I have the driver app on my iphone and I notice it's a lot more needy than Lyft. If i dont open it for 5 minutes or so it asks me if it should go offline? It seems to just go offline sometimes regardless. It seems to need updated regularly. It runs a flashing red "my app is open" indicator at top of screen. The nav sucks and cant go landscape/horizontal view. And why is the guy talking British? Is that supposed to make it seem fancy? 

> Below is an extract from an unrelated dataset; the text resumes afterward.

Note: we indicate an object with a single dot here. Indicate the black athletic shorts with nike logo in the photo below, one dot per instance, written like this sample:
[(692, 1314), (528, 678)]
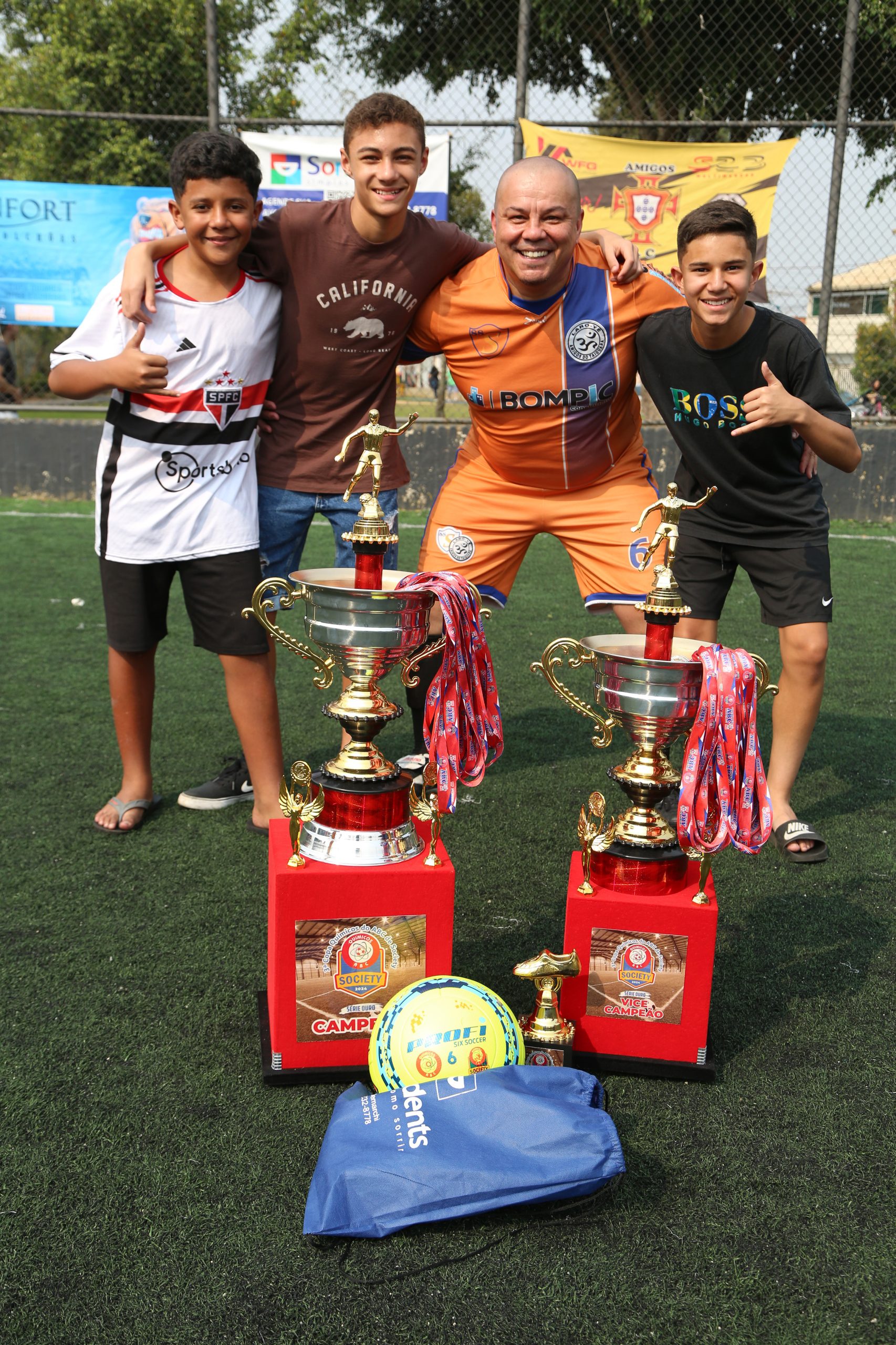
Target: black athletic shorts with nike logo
[(793, 584)]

Whoops maybe this is a complaint.


----------



## Drivingmecrazy (Oct 21, 2014)

Yes it is stupid that it won't run in the background without attention. Many time the navigation is not the most efficient either it would be nice if the would allow you to auto forward the address info into navigation app like Waze or Google maps.


----------



## Samename (Oct 31, 2014)

Its drivingmecrazy!!


----------



## BlueRooftop (Oct 15, 2014)

ST (street) is read as "saint" by the uber navigator. While DR (drive) is read as "doctor" by uber navigator. Lol


----------



## MEB (Oct 19, 2014)

The IPhone I'm using says D.R. for dr. Torn left on Charles D R


----------



## DjTim (Oct 18, 2014)

Yep - I noticed this right away. If you don't keep the screen on the Uber app, it *****es. I installed it on a spare phone that I tether off my cell phone (WiFi). I also changed my number to a Google Voice number, so it's all integrated on that device. In the end I have 1 phone tied to Lyft and one device tied to Uber.

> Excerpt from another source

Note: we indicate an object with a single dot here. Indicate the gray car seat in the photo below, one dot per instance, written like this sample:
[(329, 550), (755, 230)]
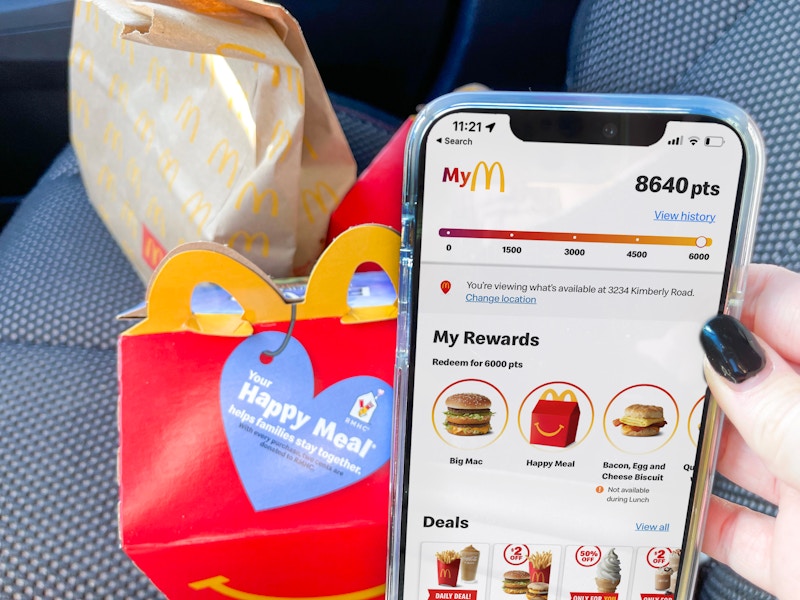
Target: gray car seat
[(62, 280), (745, 51)]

I have T-Mobile, so it's free tethering, or hotspot whatever you want to call it. Verizon and AT&T charge separately for that function - not sure about Sprint if anyone is interested in doing this.


----------



## MEB (Oct 19, 2014)

I tether with my N5 on sprint to a galaxy tab 4 on my dash. I don't pay extra because sprint doesn't care and you can just tether and they won't say anything. I'm still using the Uber phone because they haven't started charging for its use yet here. When they start charging to use their phone I'll switch to full time on the tab.


----------



## DjTim (Oct 18, 2014)

MEB said:


> I tether with my N5 on sprint to a galaxy tab 4 on my dash. I don't pay extra because sprint doesn't care and you can just tether and they won't say anything. I'm still using the Uber phone because they haven't started charging for its use yet here. When they start charging to use their phone I'll switch to full time on the tab.

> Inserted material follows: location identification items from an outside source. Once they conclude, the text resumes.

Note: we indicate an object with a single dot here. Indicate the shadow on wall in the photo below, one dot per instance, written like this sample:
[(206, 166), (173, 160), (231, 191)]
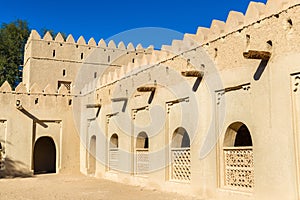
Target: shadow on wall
[(15, 169)]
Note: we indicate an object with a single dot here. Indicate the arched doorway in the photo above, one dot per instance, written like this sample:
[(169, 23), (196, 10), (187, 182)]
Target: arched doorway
[(238, 157), (44, 156), (113, 152), (181, 155), (142, 153), (92, 156)]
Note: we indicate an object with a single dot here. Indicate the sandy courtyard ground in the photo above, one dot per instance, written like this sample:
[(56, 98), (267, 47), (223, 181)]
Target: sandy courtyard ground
[(76, 187)]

My cell phone is the HTC M8 - perfect size screen. My spare phone is the Galaxy Note 3 - phablet. I have them both linked to my headset Plantronics Legend. Whats awesome about the headset is that everything goes to your ear. Either phone won't make a sound on the speaker. I also have a Moto360 watch, which is nice for turn by turn and text messaging.

Before anyone says something - I'm a tech geek. My primary trade is IT consulting and I had all these devices before driving, and none were purchased to do driving. If you have some spare cash, everything I have listed can be found used on e-bay and Amazon. I have everything setup voice activated or 1 button push. Even with Google maps, I rarely have to look at the screen.


----------